Ella sintió de nuevo ese familiar nudo en su pecho. Nadie ofrecía algo como eso gratis, pero si era por sus chicos...
― ¿Qué tendría que ofrecer a cambio?― inquirió.
Adam tomó sus manos y lentamente depositó un beso sobre ellas.
―Yo diría que ya has hecho suficiente.
Dwyer sintió sus ojos arder, y sus mejillas mojarse.
―Estaré en deuda. Seré leal a ti y a tu hermano por el resto de mi vida...
― ¡Mira que sorpresa!― exclamó el asesino al soltarla y sentarse de nuevo sobre el sillón―. No lloras cuando te capturan, pero eres capaz de llorar por agradecimiento y felicidad. Quién lo diría.

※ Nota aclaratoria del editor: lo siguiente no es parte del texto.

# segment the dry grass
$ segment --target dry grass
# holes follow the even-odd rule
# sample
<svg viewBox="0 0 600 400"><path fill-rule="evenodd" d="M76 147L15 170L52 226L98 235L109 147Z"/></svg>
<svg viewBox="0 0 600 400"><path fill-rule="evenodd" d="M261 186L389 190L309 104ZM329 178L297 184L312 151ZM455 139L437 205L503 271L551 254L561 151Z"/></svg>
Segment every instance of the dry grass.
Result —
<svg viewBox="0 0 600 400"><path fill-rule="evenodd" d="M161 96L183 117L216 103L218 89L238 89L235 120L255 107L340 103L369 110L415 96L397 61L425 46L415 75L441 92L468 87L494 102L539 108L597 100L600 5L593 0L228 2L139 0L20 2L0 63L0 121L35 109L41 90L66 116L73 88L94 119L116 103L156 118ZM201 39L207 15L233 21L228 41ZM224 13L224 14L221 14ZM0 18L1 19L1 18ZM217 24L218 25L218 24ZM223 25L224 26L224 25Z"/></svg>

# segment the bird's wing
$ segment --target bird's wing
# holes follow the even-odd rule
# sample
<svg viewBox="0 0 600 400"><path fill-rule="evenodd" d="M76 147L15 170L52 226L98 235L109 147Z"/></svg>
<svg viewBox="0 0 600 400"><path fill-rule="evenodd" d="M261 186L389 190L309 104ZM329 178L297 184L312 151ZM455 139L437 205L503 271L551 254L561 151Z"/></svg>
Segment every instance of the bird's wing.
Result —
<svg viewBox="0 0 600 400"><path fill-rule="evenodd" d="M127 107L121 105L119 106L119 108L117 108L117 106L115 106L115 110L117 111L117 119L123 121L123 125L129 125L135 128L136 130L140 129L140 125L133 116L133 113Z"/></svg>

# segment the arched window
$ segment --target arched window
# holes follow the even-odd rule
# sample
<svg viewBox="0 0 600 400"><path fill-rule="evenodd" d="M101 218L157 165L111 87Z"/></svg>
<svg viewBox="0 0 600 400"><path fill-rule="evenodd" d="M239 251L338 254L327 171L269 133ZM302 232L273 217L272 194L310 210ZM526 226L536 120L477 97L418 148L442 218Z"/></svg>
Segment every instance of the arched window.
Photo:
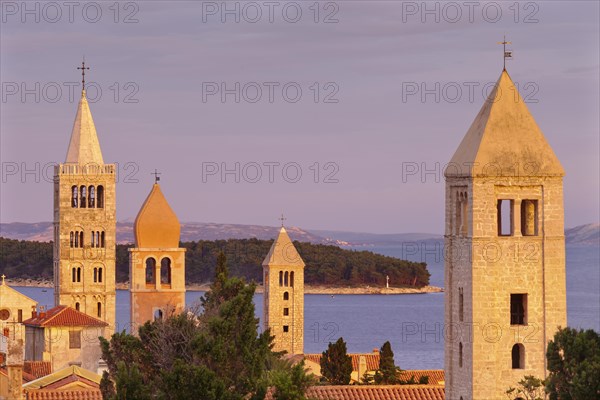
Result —
<svg viewBox="0 0 600 400"><path fill-rule="evenodd" d="M98 268L98 282L102 283L102 267Z"/></svg>
<svg viewBox="0 0 600 400"><path fill-rule="evenodd" d="M150 257L146 260L146 284L154 283L154 272L156 271L156 260Z"/></svg>
<svg viewBox="0 0 600 400"><path fill-rule="evenodd" d="M283 292L283 299L284 300L289 300L290 299L290 294L288 292Z"/></svg>
<svg viewBox="0 0 600 400"><path fill-rule="evenodd" d="M81 282L81 267L77 267L77 282Z"/></svg>
<svg viewBox="0 0 600 400"><path fill-rule="evenodd" d="M96 189L96 207L104 208L104 186L102 185Z"/></svg>
<svg viewBox="0 0 600 400"><path fill-rule="evenodd" d="M279 271L279 286L283 286L283 271Z"/></svg>
<svg viewBox="0 0 600 400"><path fill-rule="evenodd" d="M79 247L79 232L75 231L75 247Z"/></svg>
<svg viewBox="0 0 600 400"><path fill-rule="evenodd" d="M463 365L463 345L462 342L458 343L458 366L462 368Z"/></svg>
<svg viewBox="0 0 600 400"><path fill-rule="evenodd" d="M294 271L290 272L290 286L294 287Z"/></svg>
<svg viewBox="0 0 600 400"><path fill-rule="evenodd" d="M94 268L94 282L98 282L98 268Z"/></svg>
<svg viewBox="0 0 600 400"><path fill-rule="evenodd" d="M73 272L72 281L77 282L77 268L73 268L72 272Z"/></svg>
<svg viewBox="0 0 600 400"><path fill-rule="evenodd" d="M77 208L77 197L79 195L77 194L77 186L73 186L71 188L71 207L73 208Z"/></svg>
<svg viewBox="0 0 600 400"><path fill-rule="evenodd" d="M285 274L283 275L283 286L289 285L289 279L290 279L290 274L289 274L289 272L285 271Z"/></svg>
<svg viewBox="0 0 600 400"><path fill-rule="evenodd" d="M102 231L102 233L100 234L100 247L104 248L105 244L104 244L104 231Z"/></svg>
<svg viewBox="0 0 600 400"><path fill-rule="evenodd" d="M90 186L88 188L88 207L96 207L96 188L94 188L93 186Z"/></svg>
<svg viewBox="0 0 600 400"><path fill-rule="evenodd" d="M517 343L512 347L512 368L525 368L525 347L521 343Z"/></svg>
<svg viewBox="0 0 600 400"><path fill-rule="evenodd" d="M163 312L162 312L161 309L154 310L154 320L155 321L159 320L159 319L162 319L162 317L163 317Z"/></svg>
<svg viewBox="0 0 600 400"><path fill-rule="evenodd" d="M91 242L92 247L96 247L96 235L94 234L94 231L92 231L92 242Z"/></svg>
<svg viewBox="0 0 600 400"><path fill-rule="evenodd" d="M75 309L79 311L79 302L75 303Z"/></svg>
<svg viewBox="0 0 600 400"><path fill-rule="evenodd" d="M102 303L98 302L98 318L102 318Z"/></svg>
<svg viewBox="0 0 600 400"><path fill-rule="evenodd" d="M85 208L87 202L87 189L85 186L81 185L79 188L79 207Z"/></svg>
<svg viewBox="0 0 600 400"><path fill-rule="evenodd" d="M73 239L73 231L71 231L71 235L70 235L69 243L70 243L70 246L71 246L71 247L73 247L73 244L75 244L75 242L74 242L74 239Z"/></svg>
<svg viewBox="0 0 600 400"><path fill-rule="evenodd" d="M160 283L162 285L171 284L171 259L168 257L160 260Z"/></svg>
<svg viewBox="0 0 600 400"><path fill-rule="evenodd" d="M100 247L100 231L96 231L96 247Z"/></svg>

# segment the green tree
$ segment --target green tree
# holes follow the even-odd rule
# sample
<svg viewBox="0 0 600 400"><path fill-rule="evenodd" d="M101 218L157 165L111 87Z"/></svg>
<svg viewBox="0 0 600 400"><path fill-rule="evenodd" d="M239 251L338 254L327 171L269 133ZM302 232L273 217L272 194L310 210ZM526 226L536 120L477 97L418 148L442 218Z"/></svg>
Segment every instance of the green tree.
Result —
<svg viewBox="0 0 600 400"><path fill-rule="evenodd" d="M304 393L315 383L314 375L307 374L304 361L292 365L286 360L277 360L278 366L270 372L269 382L275 388L276 400L305 400Z"/></svg>
<svg viewBox="0 0 600 400"><path fill-rule="evenodd" d="M511 387L506 391L506 396L510 400L544 400L546 398L544 381L533 375L526 375L516 388Z"/></svg>
<svg viewBox="0 0 600 400"><path fill-rule="evenodd" d="M588 330L559 329L548 343L550 400L600 399L600 335Z"/></svg>
<svg viewBox="0 0 600 400"><path fill-rule="evenodd" d="M379 350L379 369L375 373L375 383L394 385L398 383L399 368L394 363L394 352L390 342L385 342Z"/></svg>
<svg viewBox="0 0 600 400"><path fill-rule="evenodd" d="M269 331L258 334L255 285L229 278L225 257L219 259L202 312L146 322L138 336L121 332L110 341L101 338L109 370L100 385L105 400L262 399L267 387L278 383L291 399L303 400L302 366L290 367L278 381L270 373L280 353L271 351Z"/></svg>
<svg viewBox="0 0 600 400"><path fill-rule="evenodd" d="M352 357L346 350L346 342L339 338L329 343L321 356L321 374L332 385L347 385L352 377Z"/></svg>

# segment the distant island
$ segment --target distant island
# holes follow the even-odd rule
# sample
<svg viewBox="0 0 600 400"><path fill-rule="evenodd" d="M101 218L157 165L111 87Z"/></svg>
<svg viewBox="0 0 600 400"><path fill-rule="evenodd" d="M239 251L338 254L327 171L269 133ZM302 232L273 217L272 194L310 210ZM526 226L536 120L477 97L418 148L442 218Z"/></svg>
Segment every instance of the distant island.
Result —
<svg viewBox="0 0 600 400"><path fill-rule="evenodd" d="M214 276L216 258L227 255L232 275L262 282L262 261L272 240L229 239L182 242L186 248L186 283L202 289ZM0 237L0 273L11 282L47 285L51 282L52 242L15 240ZM307 293L421 293L440 291L429 287L425 263L400 260L370 251L354 251L338 246L295 242L306 263ZM117 245L116 280L123 287L129 279L129 244ZM386 289L386 276L390 288ZM37 282L37 284L36 284ZM360 291L353 289L360 288Z"/></svg>

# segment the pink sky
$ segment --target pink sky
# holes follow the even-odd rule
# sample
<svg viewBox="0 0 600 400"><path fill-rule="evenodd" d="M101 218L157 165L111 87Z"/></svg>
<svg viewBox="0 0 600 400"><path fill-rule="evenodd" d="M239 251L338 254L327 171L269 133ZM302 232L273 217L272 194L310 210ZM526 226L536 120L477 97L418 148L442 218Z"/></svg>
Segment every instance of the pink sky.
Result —
<svg viewBox="0 0 600 400"><path fill-rule="evenodd" d="M123 3L118 15L100 2L97 22L86 3L60 16L22 4L1 10L2 222L52 220L45 166L64 161L85 54L104 160L119 164L119 220L135 217L157 168L182 221L277 225L284 212L302 228L440 233L441 168L500 75L504 34L507 69L567 173L566 226L600 219L598 2L475 2L472 15L462 2L322 2L318 15L313 2L275 2L272 15L264 2L224 15L221 2ZM236 82L239 103L223 102L221 84ZM221 176L236 163L237 177ZM434 172L403 177L415 165Z"/></svg>

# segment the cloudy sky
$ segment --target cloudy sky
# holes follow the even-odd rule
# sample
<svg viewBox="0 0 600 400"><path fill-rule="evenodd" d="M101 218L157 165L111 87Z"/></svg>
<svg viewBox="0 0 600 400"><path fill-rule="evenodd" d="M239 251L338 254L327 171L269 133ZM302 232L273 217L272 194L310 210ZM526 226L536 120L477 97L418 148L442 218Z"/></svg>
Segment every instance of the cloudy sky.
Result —
<svg viewBox="0 0 600 400"><path fill-rule="evenodd" d="M24 4L1 3L2 222L52 220L85 55L119 220L156 168L182 221L441 233L503 35L567 227L600 219L598 2Z"/></svg>

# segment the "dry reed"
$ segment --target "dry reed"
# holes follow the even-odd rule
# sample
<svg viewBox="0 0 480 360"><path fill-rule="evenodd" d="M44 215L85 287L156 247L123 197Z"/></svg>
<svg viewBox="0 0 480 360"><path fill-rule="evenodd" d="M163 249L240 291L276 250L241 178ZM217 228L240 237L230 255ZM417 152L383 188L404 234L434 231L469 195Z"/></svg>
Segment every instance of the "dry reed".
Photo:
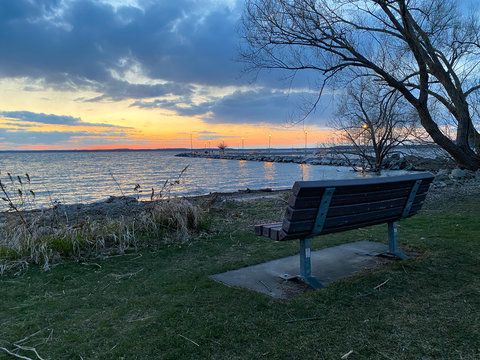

La joven se limpió la cara, y se dio cuenta de que aun llevaba el mezclador en la mano. Respiró profundo y miró la herida sobre la cabeza del guerrero, justo donde uno de los hombres lo había golpeado para encerrarlos.
―Hay que curar eso también― señaló Dwyer y se sentó a su lado.
Mientras limpiaba la herida, pensó en que a pesar de todo lo que acababa de pasar, nunca se sintió más segura.